Part 1: I Should Think of No Reason
I wasn't expecting my first response to Kill All Normies to be this sort-of dimensionalization of a rather minor point, but I think it's culturally fruitful to understand the context by which comics have influenced the contingent she's describing in the first chapter.
Nagle specifically refers to the utilization of the Guy Fawkes mask by Anon as an iconographical referent. There are a few aspects to this, and I suppose it's best to give as much context as possible first. The mask itself is a traditional adornment of the British holiday ironically celebrating the figure's implication in the Gunpowder Plot, a late-feudalism attempt to blow up parliament by Catholics angered that the government had pulled strongly Protestant. This was probably the first act of political dissidence that would have involved destroying a building with an explosive, not to mention that Guy Fawkes almost certainly a patsy utilized by the conspirators as a kind of martyr to show the peasantry you might successfully commit mass execution of the ruling class.

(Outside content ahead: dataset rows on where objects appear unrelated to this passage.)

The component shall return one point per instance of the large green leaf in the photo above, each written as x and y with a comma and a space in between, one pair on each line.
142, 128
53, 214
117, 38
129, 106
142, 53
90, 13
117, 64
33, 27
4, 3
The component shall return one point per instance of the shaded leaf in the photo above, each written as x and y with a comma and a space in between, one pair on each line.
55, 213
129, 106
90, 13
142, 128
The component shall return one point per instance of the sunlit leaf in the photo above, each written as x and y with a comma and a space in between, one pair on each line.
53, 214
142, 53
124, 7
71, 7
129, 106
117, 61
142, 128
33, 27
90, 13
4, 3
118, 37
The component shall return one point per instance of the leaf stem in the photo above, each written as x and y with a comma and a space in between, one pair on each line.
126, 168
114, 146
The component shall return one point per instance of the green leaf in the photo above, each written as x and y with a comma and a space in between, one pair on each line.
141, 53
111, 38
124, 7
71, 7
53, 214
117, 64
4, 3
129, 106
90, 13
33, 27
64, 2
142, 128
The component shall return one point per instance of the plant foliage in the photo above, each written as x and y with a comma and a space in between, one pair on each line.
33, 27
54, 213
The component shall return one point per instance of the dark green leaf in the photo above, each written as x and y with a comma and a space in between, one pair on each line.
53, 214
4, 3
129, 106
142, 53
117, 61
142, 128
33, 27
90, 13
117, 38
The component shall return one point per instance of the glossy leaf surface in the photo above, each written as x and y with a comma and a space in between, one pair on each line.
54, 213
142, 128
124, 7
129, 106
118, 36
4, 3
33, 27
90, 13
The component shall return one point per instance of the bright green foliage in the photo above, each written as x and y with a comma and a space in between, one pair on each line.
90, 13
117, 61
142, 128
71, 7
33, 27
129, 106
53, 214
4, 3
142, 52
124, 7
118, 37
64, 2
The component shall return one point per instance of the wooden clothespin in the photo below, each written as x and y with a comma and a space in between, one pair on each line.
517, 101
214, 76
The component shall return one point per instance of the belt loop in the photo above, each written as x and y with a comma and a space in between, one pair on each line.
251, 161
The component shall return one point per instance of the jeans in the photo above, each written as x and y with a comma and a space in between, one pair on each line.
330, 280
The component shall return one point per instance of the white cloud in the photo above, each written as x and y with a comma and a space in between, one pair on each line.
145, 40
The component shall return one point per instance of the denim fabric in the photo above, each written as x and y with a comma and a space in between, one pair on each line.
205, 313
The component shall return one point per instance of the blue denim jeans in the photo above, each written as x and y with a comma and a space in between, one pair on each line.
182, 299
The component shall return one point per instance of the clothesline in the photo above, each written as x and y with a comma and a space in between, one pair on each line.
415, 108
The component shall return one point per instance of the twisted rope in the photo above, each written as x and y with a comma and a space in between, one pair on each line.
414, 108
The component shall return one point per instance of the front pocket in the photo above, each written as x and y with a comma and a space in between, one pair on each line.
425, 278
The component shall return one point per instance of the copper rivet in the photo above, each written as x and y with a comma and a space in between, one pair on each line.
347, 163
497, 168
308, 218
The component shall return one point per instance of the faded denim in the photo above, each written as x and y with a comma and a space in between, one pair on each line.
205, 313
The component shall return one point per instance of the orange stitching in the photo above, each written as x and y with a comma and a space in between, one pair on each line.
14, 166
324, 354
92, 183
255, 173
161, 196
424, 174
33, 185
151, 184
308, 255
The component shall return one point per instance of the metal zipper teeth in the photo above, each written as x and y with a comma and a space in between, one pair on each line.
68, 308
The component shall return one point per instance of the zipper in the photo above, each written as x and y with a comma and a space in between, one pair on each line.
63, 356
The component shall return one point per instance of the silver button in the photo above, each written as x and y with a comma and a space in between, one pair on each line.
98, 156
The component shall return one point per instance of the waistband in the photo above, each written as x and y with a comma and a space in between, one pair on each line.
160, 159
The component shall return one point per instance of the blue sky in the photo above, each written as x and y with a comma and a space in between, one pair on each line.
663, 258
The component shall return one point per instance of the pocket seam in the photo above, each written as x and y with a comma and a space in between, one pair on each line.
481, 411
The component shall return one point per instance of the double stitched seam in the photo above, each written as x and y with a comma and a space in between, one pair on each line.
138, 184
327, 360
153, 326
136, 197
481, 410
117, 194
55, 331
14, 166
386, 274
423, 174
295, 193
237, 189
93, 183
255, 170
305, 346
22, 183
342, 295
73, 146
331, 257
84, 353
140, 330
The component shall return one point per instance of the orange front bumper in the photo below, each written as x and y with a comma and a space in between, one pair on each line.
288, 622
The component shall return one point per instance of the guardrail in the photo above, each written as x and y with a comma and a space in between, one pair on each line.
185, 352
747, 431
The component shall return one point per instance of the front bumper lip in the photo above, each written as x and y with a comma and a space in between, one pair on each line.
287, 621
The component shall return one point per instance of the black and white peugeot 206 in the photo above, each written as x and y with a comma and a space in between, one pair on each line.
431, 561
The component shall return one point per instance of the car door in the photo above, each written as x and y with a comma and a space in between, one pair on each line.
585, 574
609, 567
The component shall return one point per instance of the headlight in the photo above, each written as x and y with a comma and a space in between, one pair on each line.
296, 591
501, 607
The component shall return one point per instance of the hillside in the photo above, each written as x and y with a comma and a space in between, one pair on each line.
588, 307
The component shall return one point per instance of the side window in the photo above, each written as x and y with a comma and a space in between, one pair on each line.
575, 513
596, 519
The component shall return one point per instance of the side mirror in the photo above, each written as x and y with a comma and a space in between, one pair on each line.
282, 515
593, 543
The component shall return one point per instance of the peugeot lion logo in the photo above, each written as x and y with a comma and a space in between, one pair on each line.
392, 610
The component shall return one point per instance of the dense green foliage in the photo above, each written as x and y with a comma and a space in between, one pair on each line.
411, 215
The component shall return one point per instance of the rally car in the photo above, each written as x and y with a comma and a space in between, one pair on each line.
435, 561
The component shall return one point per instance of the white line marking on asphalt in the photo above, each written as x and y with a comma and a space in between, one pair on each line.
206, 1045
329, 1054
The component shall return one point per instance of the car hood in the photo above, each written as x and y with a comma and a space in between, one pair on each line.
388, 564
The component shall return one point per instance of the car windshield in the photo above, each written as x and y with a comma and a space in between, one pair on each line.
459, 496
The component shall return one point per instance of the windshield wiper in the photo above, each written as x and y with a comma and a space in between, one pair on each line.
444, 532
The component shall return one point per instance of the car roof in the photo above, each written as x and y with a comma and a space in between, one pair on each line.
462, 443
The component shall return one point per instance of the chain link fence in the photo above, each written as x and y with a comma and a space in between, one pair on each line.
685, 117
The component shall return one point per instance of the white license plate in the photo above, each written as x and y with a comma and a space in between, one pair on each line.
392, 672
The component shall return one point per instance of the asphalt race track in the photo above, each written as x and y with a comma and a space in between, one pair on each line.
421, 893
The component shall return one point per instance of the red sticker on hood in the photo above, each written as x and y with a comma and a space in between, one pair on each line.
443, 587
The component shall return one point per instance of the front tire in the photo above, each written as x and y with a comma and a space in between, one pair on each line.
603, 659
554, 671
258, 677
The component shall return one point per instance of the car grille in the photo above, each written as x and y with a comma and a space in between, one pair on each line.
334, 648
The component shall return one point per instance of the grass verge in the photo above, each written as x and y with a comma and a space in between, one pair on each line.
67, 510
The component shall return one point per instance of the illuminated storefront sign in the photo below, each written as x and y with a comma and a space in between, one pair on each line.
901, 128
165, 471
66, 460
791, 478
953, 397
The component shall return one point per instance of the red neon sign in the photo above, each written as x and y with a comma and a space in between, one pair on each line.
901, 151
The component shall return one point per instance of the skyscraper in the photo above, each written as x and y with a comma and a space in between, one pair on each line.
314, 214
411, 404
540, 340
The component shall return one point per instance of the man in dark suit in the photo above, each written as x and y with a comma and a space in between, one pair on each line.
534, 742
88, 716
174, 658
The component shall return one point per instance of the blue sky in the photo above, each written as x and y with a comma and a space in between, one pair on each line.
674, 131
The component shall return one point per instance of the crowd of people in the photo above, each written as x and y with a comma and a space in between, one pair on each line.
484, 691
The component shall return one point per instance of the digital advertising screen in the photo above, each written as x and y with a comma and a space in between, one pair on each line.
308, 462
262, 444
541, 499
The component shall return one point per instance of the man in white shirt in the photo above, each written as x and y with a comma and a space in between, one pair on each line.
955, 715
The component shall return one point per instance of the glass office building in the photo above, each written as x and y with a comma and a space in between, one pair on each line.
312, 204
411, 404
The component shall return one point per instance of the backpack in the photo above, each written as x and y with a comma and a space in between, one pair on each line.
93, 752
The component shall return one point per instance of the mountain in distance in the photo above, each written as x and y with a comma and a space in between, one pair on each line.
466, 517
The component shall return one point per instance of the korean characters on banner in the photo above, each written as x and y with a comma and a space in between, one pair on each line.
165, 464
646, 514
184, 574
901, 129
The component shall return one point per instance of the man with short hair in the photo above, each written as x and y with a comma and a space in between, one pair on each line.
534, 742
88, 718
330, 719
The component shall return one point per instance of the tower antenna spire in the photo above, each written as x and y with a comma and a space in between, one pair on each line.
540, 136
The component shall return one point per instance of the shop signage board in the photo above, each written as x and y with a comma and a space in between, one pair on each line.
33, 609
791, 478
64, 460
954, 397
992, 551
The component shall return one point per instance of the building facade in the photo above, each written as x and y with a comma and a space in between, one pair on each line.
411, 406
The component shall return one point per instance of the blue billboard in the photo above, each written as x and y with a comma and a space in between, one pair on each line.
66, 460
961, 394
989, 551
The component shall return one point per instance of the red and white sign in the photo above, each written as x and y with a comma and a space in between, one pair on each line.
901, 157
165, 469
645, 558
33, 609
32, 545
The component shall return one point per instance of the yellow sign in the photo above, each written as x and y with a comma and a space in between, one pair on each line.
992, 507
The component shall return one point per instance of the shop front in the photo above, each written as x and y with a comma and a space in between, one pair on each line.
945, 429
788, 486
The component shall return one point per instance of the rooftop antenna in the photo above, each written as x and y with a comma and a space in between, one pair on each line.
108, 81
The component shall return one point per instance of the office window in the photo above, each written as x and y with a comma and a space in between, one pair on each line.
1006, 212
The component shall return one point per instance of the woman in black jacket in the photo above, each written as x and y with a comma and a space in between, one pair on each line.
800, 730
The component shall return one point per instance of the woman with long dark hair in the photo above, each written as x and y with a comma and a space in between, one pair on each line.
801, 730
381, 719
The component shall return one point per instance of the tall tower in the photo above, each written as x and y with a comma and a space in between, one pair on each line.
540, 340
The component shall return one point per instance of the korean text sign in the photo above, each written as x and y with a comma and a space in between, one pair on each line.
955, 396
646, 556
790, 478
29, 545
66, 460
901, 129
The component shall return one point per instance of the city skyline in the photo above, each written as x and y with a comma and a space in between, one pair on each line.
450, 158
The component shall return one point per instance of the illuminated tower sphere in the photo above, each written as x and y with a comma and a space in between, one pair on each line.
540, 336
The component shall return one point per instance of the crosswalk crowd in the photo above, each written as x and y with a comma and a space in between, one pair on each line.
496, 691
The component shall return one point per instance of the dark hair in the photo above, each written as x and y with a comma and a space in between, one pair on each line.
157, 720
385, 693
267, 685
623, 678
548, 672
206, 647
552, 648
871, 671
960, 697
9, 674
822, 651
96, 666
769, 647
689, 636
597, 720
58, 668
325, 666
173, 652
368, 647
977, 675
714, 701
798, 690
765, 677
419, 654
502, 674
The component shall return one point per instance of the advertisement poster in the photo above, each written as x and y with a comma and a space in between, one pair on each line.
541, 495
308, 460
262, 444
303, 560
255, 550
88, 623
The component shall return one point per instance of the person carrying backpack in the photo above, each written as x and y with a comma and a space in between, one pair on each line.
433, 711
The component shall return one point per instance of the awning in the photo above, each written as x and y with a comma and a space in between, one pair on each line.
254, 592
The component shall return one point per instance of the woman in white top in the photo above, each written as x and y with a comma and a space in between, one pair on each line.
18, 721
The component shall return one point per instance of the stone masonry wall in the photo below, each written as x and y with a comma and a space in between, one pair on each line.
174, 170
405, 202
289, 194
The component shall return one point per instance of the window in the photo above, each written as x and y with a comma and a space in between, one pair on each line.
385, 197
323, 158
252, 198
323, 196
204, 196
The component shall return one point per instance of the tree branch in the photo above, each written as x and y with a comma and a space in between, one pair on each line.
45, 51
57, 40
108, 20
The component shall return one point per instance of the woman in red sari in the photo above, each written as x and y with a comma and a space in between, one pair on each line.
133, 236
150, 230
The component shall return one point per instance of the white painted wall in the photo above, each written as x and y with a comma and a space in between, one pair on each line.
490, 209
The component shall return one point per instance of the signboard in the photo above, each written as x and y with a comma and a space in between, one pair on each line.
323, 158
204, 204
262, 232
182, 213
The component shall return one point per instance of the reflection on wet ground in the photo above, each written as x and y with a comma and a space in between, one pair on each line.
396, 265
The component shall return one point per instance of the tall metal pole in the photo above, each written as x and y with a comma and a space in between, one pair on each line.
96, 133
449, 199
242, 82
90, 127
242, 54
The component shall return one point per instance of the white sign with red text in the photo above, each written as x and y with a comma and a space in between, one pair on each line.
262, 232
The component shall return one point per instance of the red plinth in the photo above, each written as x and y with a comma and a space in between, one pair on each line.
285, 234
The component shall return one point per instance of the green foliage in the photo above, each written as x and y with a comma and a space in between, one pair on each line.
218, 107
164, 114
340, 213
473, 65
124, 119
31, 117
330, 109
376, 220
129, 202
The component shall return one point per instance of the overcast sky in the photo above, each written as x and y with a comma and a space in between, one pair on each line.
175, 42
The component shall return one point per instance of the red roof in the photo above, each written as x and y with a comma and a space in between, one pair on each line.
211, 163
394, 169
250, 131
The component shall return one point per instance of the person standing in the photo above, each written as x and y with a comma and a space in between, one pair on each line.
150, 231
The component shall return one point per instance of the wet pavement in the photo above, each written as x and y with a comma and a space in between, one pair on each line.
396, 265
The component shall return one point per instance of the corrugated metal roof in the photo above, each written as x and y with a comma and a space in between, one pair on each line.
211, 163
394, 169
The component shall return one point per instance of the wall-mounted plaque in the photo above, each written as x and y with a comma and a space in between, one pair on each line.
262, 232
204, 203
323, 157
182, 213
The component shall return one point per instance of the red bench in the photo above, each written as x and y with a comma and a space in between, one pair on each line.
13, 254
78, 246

When it came time for Alan Moore and David Lloyd to determine an effectively inter-textual graphic for their anti-austerity comic book series V for Vendetta, the quintessentially British mask was effectively appropriated to show the malcontent that the anarchist Moore had for neoliberal economics, advocating for direct action and potentially even violent upheaval. My personal belief is that it was chosen to couch the story firmly in British political history and culture. While the book was successful in the US and other countries, its iconography was certainly designed to specifically speak to the abused English electorate, not to mention the appeal for a more active and oppositional left. Moore eventually abandoned his political work for more cerebral subject matter, and currently spends his time worshiping a Sumerian Snake god via a homemade sock puppet and writing porn with his wife.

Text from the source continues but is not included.